The process of creating and maintaining a CMDB starts quite simply: define and document the critical infrastructures within your network. This can be a slippery slope and anyone with a stake in a particular application will claim that it is highly critical, so some discretion is required. Good examples of critical infrastructures would be security systems, payroll databases, shipping and inventory systems, and interfaces to external partners. These systems need to be documented from the ground up, with all the data residing in the CMDB.

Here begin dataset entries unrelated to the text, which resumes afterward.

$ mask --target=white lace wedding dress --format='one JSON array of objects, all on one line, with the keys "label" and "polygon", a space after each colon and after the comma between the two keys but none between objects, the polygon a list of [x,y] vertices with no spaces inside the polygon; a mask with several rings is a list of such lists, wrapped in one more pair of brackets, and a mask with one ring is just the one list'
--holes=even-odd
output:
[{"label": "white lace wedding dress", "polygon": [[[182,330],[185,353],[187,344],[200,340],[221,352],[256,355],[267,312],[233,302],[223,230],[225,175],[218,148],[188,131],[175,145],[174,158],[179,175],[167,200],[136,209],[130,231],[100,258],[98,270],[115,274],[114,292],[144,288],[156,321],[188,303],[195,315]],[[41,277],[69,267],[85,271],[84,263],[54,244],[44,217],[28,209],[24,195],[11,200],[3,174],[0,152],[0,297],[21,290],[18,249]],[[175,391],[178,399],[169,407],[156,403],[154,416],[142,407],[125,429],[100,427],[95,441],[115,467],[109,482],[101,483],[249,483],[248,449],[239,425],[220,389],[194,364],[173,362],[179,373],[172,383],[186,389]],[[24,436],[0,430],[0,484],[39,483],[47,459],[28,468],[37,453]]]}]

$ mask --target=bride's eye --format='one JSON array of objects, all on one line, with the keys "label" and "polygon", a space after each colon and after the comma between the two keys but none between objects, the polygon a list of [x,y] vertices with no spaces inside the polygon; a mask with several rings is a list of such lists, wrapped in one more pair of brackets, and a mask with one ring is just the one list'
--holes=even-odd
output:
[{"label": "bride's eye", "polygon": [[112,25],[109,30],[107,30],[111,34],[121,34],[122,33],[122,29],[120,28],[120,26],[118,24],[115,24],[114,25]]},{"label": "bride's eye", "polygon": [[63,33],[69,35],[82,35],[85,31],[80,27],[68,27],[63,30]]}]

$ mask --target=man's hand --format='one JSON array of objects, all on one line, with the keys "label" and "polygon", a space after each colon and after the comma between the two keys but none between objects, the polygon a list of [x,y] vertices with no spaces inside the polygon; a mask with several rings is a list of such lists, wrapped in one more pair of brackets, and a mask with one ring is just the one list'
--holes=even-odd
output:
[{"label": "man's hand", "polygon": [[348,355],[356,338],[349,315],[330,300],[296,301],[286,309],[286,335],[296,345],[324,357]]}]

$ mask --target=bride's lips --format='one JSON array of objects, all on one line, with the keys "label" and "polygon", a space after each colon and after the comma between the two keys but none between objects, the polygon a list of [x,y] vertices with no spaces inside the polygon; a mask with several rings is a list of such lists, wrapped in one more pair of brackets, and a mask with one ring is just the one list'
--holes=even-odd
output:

One of the big concerns with the CMDB approach is determining a suitable level of detail, which is why identifying critical infrastructures is so important. It’s certainly feasible to document every aspect of the network in excruciating detail, but that may be counterproductive. Limiting the extent of data within the CMDB can prevent drowning under a sea of meaningless data while searching for the necessary elements that affect an existing problem. For instance, the network-management tools described above can participate in the CMDB, but it may not be necessary for device configurations to find their way to the CMDB. External resources may best handle such intricate low-level detail, with the CMDB providing detail on the overall function and purpose of that infrastructure.
Most configuration management vendors support the concept of change management. Although there is a distinction between the two, they are mutually inclusive. One aspect of configuration management that can clearly assist the change-management effort is policy management and adherence verification. Rendition Network’s TrueControl, for instance, can generate a report verifying that every Cisco 2950 switch on the network has an identical access list in place, and has TCP small servers disabled. Further, policies can be created and configuration changes pushed to like devices simply, reducing the chance of human error affecting network resources. Of course, this also introduces the potential for the amplification of a single mistake across the network.
Baby Steps First
Of course, best practices guidelines can only help if the infrastructure is stable; there’s no sense in erecting scaffolding on a burning building. Instituting a short freeze on any new projects is a good way to achieve stability. This tactic will undoubtedly cause some short-term problems, but the long-term ROI is well worth it. Once the staff is no longer tasked with rush implementations of new systems, stability will increase. Then begin the change-management process by identifying the critical infrastructures, developing the database, and investigating the tools that can automatically update the database. Most IT shops keep track of various network elements in small ways, such as an Excel spreadsheet of VLAN locations or external IP numbering assignments. Migrating this data to a central repository is a simple first step. As with any systemic change, starting small and gaining early victories will pave the way for success when the project becomes more challenging.
After a CMDB is in place, several tools can assist in maintaining it. Help desk software that interfaces with a CMDB can provide valuable information to help desk engineers and simplify the movement of information but may be too complex to implement immediately. Ensuring that the chosen software is accurately populating and retrieving data from the CMDB is far more valuable than a quick implementation. The CMDB is only worthwhile if it is accurate. Thus, the age-old IT mantra of “plan, plan, plan, and implement” is the best course of action when introducing any form of change management. Small steps get the best results.
Uniting minds over the concept of change management is an important precursor to a change management implementation. Until everyone believes in the benefits, there’s little incentive for them to use the system. If the policies are given a positive spin and those in positions of network responsibility see positive results, change management will catch on quickly.